What Sort Of Pain Is It?
As a massage therapist, I spend quite a lot of time discussing pain with my clients. I have noticed that it is most often initially described by them as either 'annoying' or 'really bad', but for me to devise an effective strategy to help alleviate it, their pain needs to be understood according to how it registers in their brain, which usually falls in to one of these three categories:
Nociceptive Pain: this is pain caused by tissue damage and typically described by the sufferer as aching or sharp; examples being cuts, bruises, sprains, strains or inflammatory disease. Technically, this pain is tissue-damage signals being sent to the brain by the nervous system and as such will alter with movement, position and load. Massage therapy in most of these cases is about helping people regain movement and function in the affected area as the damage heals; or where healing is not possible, in helping them deal with compensatory muscle-chain issues or guard-muscle hyper-activity.
Neuropathic Pain: this is pain caused by damage to the nervous system itself (including through injury, disease or pinching), and is often described as electrical, stabbing or burning, eg multiple sclerosis, sciatica, whiplash and scar tissue pain. This type of pain is created by damaged nerves mis-firing signals off to the brain. Nerves typically don't heal well, so this type of pain is often chronic and massage therapy often involves alleviating tissue pressure on the affected nerves where possible (including scar-tissue therapy) and addressing hyper-tonic musculature; eg sciatic nerve pain in the legs which can be relieved by stretching and loosening the piriformis muscle which travels through the buttock.

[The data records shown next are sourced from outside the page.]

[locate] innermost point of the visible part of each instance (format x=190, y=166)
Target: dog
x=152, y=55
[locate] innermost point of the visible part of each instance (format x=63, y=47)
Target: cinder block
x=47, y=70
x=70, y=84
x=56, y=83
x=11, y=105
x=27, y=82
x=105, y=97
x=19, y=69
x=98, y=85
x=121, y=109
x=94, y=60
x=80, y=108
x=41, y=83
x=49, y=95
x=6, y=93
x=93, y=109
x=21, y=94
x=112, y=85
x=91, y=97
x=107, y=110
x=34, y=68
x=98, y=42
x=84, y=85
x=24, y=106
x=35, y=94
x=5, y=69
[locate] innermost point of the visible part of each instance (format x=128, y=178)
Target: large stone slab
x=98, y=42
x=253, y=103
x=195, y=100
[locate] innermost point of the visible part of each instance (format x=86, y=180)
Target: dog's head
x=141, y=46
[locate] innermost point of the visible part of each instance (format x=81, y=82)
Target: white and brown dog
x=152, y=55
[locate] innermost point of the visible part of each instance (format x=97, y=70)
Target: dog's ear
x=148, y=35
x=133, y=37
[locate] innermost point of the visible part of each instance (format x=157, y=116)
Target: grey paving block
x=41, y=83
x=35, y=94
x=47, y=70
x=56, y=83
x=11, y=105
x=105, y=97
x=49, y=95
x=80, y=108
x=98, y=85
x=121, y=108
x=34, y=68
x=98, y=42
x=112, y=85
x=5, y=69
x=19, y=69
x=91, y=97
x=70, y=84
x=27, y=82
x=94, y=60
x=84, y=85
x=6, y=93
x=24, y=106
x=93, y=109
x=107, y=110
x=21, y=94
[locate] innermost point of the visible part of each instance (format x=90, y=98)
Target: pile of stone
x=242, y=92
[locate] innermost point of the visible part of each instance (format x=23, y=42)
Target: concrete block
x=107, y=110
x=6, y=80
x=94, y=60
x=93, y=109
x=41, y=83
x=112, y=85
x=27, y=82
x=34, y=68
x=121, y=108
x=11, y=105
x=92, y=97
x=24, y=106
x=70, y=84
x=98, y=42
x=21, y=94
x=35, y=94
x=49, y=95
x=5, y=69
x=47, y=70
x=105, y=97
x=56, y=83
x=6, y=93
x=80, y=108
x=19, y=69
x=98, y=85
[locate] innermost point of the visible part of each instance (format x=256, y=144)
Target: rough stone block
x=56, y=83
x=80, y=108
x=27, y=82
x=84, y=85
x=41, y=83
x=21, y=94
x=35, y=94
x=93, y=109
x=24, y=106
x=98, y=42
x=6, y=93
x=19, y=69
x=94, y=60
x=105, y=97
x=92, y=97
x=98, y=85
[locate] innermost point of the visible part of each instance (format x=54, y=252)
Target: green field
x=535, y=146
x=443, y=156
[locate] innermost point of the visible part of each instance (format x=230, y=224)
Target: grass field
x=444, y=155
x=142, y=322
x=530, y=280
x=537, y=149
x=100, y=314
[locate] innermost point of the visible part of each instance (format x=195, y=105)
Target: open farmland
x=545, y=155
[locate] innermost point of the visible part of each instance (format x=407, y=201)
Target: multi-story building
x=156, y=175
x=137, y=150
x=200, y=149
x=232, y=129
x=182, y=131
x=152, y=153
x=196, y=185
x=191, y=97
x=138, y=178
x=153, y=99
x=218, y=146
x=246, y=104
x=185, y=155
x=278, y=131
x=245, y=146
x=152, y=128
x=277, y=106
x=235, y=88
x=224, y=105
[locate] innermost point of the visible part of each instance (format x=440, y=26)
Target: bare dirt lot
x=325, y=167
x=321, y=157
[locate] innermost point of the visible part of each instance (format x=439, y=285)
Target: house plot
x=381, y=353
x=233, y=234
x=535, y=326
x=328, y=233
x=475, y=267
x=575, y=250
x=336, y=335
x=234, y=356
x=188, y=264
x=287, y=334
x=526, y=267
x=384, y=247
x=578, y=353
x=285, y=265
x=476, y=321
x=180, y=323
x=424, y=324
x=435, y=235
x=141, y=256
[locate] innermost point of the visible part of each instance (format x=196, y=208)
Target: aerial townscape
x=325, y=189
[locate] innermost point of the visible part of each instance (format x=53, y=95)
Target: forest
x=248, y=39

Other Primary Pain: everything not fitting comfortably in the two categories above... cases of over-lap between nociceptive & neuropathic pain; or pain caused by neuropathic dysfunction rather than damage eg fibromyalgia; or pain caused without either damage or dysfunction eg birth contractions.
Psychological intervention also affects what's going on physiologically and can actually change pain patterns. The ever-changing pathways within our brains are surprisingly capable of rewiring, eg with Cognitive Behavioural Therapy or under the instruction of prolonged anxiety, and this includes pain signal interpretation. eg if a person is inclined (for whatever reason) to believe that a light pain they have this week is going to worsen and become debilitating, their brain may start anticipating pain signals to the extent that it continues to register them when they are no longer there. In these cases, genuine physical pain response is triggered without physical damage or neural dysfunction still existing. This is absolutely not 'imaginary pain'. These pain signals register in exactly the same way on brain scans as physical damage pain, making them 100% genuinely felt by the sufferer; but what is going on is that the brain has re-wired to convert movement detection to pain detection under the influence of anxiety. Massage therapy in these cases can often help to 'dial down' that response, demonstrating through pressure and movement (like a physical form of CBT) that motion or function are not affected, or more simply, challenging the neural feedback being received by the brain.
Pain science is a fascinating area of research which is expanding rapidly in line with the rise of new brain-imaging technology and our understanding of disease patterns. Better awareness of the links between our bodies and minds in interpreting pain can only lead to enhanced and better therapies to help us all deal with any type of pain, which after all, is never quite as simple as 'annoying' or 'really bad'.